INTRODUCCIÓN
El síndrome de Burnout se registró clínicamente a mediados de la década de los setenta, sin embargo, la Organización Mundial de la Salud lo reconoció oficialmente como enfermedad en la Clasificación Internacional de Enfermedades el 1 de enero del 2022 1. Asimismo, la Organización Internacional del Trabajo señala que los profesionales de la salud tienen un mayor factor de riesgo de padecer estrés relacionado con su empleo 2.

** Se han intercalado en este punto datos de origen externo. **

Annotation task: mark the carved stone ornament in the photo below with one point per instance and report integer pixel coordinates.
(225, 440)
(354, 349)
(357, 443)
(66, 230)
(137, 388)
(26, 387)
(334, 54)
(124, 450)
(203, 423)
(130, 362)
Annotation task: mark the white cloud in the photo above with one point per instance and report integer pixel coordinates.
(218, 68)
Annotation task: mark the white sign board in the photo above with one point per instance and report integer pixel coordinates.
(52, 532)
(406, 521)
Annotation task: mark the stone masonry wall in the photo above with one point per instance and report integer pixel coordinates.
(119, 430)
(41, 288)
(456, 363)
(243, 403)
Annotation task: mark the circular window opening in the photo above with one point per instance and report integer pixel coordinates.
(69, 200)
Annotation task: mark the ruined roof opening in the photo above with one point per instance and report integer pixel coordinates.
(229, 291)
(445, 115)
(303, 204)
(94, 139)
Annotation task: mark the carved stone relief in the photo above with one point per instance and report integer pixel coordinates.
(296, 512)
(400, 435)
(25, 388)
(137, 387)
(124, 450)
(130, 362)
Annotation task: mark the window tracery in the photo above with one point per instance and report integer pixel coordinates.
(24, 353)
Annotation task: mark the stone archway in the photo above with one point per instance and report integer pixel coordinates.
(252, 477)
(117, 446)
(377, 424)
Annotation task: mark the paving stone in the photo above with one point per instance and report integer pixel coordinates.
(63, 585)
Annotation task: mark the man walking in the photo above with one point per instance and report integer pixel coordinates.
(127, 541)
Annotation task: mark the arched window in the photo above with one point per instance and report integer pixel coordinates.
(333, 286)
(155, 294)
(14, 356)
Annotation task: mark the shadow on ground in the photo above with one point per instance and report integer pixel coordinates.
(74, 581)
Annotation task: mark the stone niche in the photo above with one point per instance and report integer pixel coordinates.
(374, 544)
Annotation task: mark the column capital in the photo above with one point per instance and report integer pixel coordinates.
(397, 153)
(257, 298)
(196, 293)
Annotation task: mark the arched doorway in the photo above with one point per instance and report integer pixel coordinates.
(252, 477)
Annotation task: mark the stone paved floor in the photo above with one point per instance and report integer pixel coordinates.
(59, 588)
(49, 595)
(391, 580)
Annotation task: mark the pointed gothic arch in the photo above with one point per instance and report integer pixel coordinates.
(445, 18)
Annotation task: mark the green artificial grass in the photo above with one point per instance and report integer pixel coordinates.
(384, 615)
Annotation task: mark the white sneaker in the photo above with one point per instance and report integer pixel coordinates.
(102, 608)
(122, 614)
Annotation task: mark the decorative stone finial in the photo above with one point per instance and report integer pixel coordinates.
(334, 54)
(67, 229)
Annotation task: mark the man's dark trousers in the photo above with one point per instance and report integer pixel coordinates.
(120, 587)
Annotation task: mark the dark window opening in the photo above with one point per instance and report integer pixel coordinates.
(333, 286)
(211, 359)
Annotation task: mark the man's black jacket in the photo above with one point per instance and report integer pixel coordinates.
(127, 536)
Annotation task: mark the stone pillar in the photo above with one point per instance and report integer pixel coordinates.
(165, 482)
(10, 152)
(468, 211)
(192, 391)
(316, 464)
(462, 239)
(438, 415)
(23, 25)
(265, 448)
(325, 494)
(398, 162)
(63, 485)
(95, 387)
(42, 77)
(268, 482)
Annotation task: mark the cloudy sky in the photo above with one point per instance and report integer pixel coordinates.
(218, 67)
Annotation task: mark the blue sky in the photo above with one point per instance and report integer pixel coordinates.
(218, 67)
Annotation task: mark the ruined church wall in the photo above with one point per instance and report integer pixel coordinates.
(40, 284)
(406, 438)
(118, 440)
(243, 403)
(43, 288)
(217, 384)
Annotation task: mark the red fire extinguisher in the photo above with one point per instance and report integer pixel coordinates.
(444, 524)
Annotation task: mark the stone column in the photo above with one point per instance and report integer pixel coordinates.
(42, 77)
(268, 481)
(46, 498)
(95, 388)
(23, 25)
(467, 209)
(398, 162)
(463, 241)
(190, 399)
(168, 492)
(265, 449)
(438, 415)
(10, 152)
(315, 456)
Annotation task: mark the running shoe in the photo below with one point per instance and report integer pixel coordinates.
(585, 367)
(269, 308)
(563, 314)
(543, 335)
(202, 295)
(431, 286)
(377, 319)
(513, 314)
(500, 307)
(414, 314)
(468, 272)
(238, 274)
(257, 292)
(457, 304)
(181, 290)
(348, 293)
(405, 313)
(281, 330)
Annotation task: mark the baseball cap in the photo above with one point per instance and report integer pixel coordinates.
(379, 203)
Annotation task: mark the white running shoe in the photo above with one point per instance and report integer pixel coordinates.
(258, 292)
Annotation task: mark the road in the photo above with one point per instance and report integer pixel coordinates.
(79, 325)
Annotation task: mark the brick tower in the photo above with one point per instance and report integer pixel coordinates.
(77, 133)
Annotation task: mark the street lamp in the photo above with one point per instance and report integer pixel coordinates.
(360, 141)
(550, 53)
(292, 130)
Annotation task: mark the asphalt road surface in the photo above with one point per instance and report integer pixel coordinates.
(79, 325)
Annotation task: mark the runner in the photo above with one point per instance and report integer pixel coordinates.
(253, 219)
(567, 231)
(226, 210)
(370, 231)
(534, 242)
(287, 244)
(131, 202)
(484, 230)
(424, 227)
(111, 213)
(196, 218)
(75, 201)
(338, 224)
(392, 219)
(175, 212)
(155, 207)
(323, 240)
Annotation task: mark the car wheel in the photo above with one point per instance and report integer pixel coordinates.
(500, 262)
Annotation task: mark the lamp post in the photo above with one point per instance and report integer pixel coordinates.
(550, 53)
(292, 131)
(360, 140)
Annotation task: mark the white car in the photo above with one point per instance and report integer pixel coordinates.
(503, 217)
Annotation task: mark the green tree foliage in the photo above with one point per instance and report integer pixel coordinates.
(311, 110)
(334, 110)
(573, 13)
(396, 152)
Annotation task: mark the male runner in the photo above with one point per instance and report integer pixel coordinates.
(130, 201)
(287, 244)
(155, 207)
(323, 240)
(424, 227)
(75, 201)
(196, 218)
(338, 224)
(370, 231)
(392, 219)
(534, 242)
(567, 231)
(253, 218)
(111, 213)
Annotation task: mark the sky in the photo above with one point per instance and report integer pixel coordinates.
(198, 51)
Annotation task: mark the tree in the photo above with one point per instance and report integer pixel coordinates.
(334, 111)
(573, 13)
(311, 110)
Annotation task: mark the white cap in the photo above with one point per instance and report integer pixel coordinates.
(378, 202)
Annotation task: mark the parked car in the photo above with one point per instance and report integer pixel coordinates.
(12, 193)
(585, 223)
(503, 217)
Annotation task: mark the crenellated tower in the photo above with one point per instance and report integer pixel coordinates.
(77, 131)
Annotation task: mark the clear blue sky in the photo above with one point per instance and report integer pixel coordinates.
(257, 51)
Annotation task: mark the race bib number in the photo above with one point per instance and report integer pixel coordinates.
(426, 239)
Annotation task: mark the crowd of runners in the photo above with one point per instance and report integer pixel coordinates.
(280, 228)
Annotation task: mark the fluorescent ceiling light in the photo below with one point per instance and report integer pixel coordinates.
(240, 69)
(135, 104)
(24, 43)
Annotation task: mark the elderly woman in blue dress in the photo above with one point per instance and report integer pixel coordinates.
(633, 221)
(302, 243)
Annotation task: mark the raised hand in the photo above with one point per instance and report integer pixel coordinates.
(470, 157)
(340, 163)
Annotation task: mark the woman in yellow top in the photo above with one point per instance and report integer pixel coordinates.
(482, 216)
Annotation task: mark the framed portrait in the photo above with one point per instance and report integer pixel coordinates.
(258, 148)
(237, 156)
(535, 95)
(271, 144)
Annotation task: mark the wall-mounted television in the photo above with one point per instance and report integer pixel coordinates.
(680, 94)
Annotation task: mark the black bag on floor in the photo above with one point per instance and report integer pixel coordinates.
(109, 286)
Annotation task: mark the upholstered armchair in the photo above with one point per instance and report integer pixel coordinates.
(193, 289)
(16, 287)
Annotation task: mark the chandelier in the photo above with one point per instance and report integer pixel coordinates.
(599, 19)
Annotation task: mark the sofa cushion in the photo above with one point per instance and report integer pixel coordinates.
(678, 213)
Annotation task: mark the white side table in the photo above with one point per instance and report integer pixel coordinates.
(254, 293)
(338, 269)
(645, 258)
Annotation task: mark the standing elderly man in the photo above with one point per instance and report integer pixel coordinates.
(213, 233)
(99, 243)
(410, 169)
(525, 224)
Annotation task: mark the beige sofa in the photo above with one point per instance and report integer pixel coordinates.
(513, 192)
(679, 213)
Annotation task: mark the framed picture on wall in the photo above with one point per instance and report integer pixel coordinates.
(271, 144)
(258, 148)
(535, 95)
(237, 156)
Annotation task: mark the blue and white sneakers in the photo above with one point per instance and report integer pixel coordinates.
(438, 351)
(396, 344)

Por otra parte, las unidades de cuidados intensivos (UCI) pueden ser un servicio que crea una gran presión psicológica dependiendo de las actividades que se realicen 3. Además, los trabajadores del área de la salud son de los primeros grupos en ser estudiados con este síndrome, debido al desequilibrio que se produce en la relación entre los profesionales de la salud y pacientes 4.
Igualmente, las teorías de enfermería ofrecen una visión del síndrome de Burnout, como la teoría del autocuidado de Orem o la teoría del modelo de adaptación de Callista Roy 5. De la misma manera, Kolcaba menciona que el bienestar mental y social son factores importantes para la comodidad individual relacionados con el síndrome de Burnout 6.

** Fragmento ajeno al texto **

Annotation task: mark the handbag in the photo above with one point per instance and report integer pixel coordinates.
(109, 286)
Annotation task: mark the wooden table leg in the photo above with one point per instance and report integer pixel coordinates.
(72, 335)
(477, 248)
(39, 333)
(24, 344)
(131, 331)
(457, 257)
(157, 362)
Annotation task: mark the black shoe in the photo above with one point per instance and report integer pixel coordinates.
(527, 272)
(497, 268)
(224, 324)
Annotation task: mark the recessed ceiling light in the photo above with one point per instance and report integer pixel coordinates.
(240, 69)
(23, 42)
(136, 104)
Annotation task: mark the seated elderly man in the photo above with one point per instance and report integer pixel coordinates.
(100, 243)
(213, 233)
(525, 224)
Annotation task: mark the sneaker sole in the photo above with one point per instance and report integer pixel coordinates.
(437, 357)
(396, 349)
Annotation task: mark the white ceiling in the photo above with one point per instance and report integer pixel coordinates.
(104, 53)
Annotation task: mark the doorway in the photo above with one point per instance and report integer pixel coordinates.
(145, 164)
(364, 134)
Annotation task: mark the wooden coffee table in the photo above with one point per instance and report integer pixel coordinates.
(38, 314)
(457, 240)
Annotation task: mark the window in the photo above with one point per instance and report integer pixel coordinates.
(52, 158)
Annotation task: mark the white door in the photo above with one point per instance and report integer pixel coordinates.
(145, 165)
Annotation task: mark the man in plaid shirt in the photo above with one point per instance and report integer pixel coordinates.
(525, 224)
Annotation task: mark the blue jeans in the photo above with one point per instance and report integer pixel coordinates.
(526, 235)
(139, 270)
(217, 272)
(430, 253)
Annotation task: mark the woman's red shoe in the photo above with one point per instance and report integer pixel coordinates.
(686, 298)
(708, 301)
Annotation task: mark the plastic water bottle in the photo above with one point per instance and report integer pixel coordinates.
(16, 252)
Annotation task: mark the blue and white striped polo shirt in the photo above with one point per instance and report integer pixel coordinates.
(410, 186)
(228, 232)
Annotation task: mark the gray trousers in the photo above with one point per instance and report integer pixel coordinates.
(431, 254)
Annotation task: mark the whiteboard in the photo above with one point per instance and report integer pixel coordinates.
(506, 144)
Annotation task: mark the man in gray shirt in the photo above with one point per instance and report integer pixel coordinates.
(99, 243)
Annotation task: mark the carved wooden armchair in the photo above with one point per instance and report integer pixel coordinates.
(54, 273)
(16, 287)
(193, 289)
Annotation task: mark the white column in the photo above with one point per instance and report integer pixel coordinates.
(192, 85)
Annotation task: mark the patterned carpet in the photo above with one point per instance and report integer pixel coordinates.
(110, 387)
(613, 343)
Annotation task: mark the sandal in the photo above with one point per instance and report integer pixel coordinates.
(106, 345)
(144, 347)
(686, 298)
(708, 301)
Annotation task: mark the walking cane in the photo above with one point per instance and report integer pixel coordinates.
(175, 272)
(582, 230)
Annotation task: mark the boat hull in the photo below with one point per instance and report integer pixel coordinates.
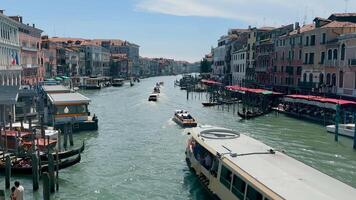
(342, 131)
(184, 124)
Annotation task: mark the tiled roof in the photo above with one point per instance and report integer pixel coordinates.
(344, 14)
(337, 24)
(303, 29)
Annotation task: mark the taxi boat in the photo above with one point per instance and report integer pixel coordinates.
(234, 166)
(184, 119)
(153, 97)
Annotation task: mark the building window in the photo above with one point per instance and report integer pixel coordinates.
(343, 52)
(328, 79)
(335, 54)
(333, 80)
(299, 71)
(311, 58)
(310, 77)
(300, 54)
(253, 194)
(238, 187)
(321, 78)
(323, 38)
(330, 54)
(312, 40)
(322, 57)
(306, 58)
(225, 177)
(341, 79)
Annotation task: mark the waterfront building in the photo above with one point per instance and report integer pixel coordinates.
(289, 59)
(10, 69)
(251, 53)
(30, 52)
(347, 65)
(239, 60)
(265, 50)
(116, 46)
(120, 65)
(321, 54)
(8, 101)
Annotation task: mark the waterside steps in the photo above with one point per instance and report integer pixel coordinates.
(205, 183)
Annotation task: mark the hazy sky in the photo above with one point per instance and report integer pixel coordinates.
(180, 29)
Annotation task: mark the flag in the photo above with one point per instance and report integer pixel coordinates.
(13, 60)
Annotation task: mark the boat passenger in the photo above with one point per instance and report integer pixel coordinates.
(13, 195)
(207, 161)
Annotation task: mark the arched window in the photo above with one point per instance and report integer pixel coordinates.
(333, 80)
(311, 77)
(328, 79)
(330, 54)
(341, 79)
(321, 78)
(335, 54)
(343, 52)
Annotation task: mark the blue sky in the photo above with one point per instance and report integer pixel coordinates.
(179, 29)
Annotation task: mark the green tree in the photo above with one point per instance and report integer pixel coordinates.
(205, 66)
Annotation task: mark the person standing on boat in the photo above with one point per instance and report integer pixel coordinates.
(12, 195)
(19, 192)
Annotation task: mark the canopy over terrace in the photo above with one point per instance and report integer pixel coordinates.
(210, 82)
(236, 88)
(319, 101)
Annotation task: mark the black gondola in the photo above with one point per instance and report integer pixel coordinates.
(249, 115)
(208, 104)
(44, 167)
(65, 154)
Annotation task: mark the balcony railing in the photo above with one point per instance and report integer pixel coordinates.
(352, 62)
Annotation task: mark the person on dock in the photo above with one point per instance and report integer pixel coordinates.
(19, 192)
(12, 195)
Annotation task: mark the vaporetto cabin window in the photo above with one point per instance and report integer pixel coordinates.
(238, 187)
(253, 194)
(225, 177)
(71, 109)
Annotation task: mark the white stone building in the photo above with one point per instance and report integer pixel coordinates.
(238, 66)
(10, 69)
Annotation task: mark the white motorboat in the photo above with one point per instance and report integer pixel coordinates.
(347, 130)
(235, 166)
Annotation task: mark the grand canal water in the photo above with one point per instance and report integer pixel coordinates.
(138, 152)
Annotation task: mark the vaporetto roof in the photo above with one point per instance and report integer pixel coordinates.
(280, 173)
(68, 98)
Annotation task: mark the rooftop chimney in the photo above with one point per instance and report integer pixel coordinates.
(296, 26)
(16, 18)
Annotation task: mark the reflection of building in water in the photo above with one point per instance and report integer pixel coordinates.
(10, 70)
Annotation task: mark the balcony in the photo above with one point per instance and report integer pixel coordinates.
(352, 62)
(307, 85)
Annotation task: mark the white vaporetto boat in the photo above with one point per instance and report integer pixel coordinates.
(347, 130)
(234, 166)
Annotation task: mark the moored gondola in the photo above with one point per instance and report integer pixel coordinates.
(208, 104)
(27, 168)
(65, 154)
(249, 115)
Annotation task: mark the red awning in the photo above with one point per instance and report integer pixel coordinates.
(210, 82)
(322, 99)
(244, 89)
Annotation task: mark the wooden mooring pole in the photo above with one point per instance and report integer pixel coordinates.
(35, 171)
(51, 172)
(7, 171)
(354, 117)
(46, 187)
(337, 116)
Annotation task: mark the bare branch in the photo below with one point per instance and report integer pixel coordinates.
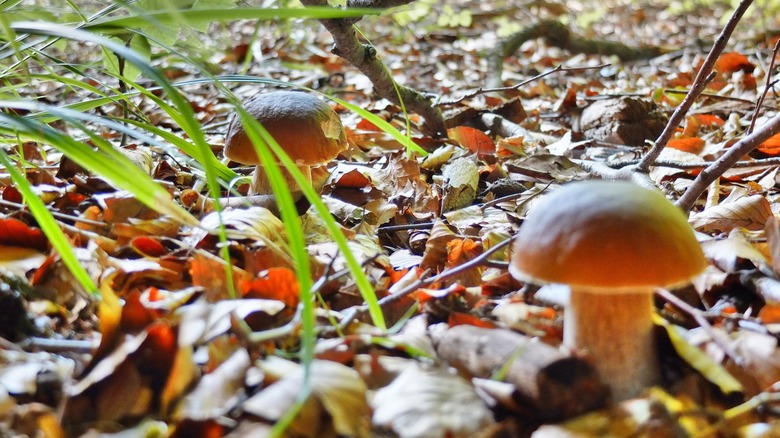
(702, 78)
(726, 161)
(365, 58)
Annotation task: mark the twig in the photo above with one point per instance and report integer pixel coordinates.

Actualmente, los servicios de salud en todo el mundo se ven afectados por la pandemia Covid-19, especialmente los servicios de unidades de cuidados intensivos, caracterizándose por mayor demanda de pacientes debido a la complejidad de la enfermedad 7. En Latinoamérica, los estudios muestran que la autoeducación, capacitación constante, manejo de equipos biotecnológicos y turnos nocturnos son factores dominantes en el desarrollo de este síndrome 8.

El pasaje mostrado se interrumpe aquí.